Attackers are aware of this situation and could already be exploiting the fact that most mobile apps are “leaving the door wide open”, but it is hard to quantify that, he said.
And even if it is not being exploited yet, Lyne said: “We are building an ecosystem with massive trust on one side and a provable lack of integrity on the other, which is a terrible combination that could really burn us.”
We are building an ecosystem with massive trust on one side and a provable lack of integrity on the other, which is a terrible combination that could really burn us James Lyne, Sophos
He believes there is an urgent need for fundamental change, but says regulation is unlikely to deliver the necessary results.
“It is very difficult to create a regulatory framework that has sufficient specificity to drive the desired technical behaviours,” said Lyne.
However, he said some legal action could be taken in light of the fact that some failures are so great and tantamount to releasing a car to market without testing the brakes once, that they could be classified as “negligence” and challenged legally.
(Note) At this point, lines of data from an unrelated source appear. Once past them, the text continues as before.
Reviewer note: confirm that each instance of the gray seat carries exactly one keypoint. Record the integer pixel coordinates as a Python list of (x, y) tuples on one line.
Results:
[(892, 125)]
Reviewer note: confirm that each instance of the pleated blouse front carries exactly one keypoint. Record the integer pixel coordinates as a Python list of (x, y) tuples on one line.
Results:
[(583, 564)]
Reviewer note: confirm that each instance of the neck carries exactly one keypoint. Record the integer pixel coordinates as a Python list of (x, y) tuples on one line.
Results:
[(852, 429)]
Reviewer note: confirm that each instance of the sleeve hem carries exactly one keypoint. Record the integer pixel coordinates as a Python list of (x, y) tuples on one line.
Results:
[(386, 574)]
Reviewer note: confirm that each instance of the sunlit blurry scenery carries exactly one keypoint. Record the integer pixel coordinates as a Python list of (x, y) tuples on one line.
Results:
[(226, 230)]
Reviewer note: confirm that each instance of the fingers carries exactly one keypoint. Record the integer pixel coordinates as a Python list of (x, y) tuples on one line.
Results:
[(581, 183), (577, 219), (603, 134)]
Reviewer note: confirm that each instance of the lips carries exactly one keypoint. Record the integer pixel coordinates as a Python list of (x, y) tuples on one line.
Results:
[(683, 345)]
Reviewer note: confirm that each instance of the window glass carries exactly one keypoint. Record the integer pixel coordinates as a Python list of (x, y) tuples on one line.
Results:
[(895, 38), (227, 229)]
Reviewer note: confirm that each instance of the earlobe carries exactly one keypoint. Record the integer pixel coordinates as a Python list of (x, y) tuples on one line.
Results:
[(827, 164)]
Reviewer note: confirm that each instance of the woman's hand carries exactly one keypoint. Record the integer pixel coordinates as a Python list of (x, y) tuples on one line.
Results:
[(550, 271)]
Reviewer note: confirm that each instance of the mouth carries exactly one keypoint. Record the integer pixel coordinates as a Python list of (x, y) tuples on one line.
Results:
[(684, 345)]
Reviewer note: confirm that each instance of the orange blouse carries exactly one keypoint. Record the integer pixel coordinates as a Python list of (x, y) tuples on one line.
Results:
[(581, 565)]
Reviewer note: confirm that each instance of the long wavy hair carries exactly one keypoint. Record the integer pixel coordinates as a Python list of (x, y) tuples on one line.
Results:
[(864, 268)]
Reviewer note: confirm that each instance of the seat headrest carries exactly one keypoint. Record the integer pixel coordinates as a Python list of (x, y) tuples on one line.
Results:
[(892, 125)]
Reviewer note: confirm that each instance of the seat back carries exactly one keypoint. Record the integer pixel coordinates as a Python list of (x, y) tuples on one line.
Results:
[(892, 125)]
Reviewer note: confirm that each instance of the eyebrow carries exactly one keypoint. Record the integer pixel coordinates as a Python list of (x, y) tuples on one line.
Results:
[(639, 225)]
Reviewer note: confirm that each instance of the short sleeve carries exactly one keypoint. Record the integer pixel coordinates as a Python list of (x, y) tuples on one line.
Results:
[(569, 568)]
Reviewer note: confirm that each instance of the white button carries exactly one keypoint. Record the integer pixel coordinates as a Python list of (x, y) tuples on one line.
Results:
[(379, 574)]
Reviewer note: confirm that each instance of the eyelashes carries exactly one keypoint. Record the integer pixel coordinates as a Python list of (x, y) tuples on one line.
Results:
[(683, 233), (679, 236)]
But even if regulators or others challenge the status quo on grounds of negligence, Lyne said it is unlikely to drive any significant change.
“What is really required would be a change in consumer or end-user values to believe that mobile application security is important, but that is unlikely given the trust people have in mobiles and the fact that most are completely unaware of the flaws,” he said.
“The only thing likely to break the back of it is a really, really bad or nasty series of incidents that force companies to make changes due to bad press and consumers becoming more wary and demanding in terms of security. But in the meantime, who knows how much data siphoning is occurring.”